Request for un'stdlibfication of Statistics

Here we used some of the statistical moments without a tables interface and would like to be able to continue to do that whatever happens with the the location of the package.

1 Like

I agree that Statistics+StatsBase have a weird separation and that we should probably work towards a joint solution.

I also agree with those that feel that perhaps some functions are so elementary that they should live in some form in Base, like mean. Why do I even need to load a package to use that? We have a LinearAlgebra library, but I don’t need to load it to use * to multiply matrices or to take the transpose of things.

I’d also like to hopefully clarify some of the discussion in this thread for those that might not be familiar yet. Taking Statistics.jl out of the Standard Library can be done without any changes to the package or user experience. Most of the other discussion is regarding proposed changes to the package after it leaves the Standard Library.

On that discussion, I will say that I agree that table-based statistics has a lot of room for improvement, but it is worth stating what I hope is obvious: mean(x::AbstractVector) must not be infringed! That is, I would hope that we do not ruin the user experience for people doing statistics on non-tables.

31 Likes

I’m chiming in as a casual Julia user, who only found this discussion because of an email summary of recent activity.

I’m a physicist who uses Julia regularly for simulation and data analysis. I use various stats functions frequently, but I have never used a table or any other fancy statistical types. In fact, I’m not sure of any situation where I would want to use tabular representation of data. My data typically has a geometric interpretation, like the distribution of some quantity over 1, 2, or 3 dimensional space, or a signal sampled in time. I almost always use arrays, and if I need a different interface (which happens rarely) then I add my own types to accomplish it. I would find it very irritating if I had to use DataFrames or something similar. I have looked into this representation several times, but I have always found that it added nothing of value for me, that it is an unnatural representation for my work, that it clutters my code, and that it makes it difficult for me to explain my code to other physicists (who by and large don’t know what a table is, in the statisticians’ sense).

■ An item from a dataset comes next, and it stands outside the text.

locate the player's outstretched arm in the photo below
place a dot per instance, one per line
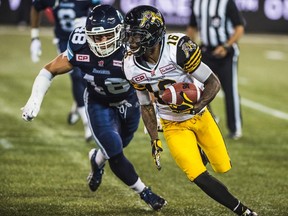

So the impression I would like to make is this: Please keep in mind that it’s not just statisticians who use statistics functions. Many of us just want a simple interface to basic stats functions for arrays. I don’t care how this is accomplished, as it concerns splitting packages and such. But I would like to be able to type “Julia standard deviation” into google or into the Julia documentation and find (in under 30 seconds) a function that accepts an array and returns the standard deviation.

46 Likes

I am a polymer physicist. Me too, I don’t like the interface of DataFrames.jl. I feel it is unnatural and hard to communicate with my colleagues. I’d rather do simple statistics with AbstractArray. mean, std, cor, etc. are not only for statisticians and data scientists. Please keep it in the Base.

16 Likes

Keeping it in base and adding Dataframes support are two different issues. The only difference separating out Statistics would make for users is they’d have to type out add Statistics before calculating std or cor.

4 Likes

There are no plans to make it impossible to use mean with an array. The only question is whether we’d be willing to also add support for using it with DataFrames and Tables.

1 Like

How should mean and other simple statistical functions specialize on tables, and should they really?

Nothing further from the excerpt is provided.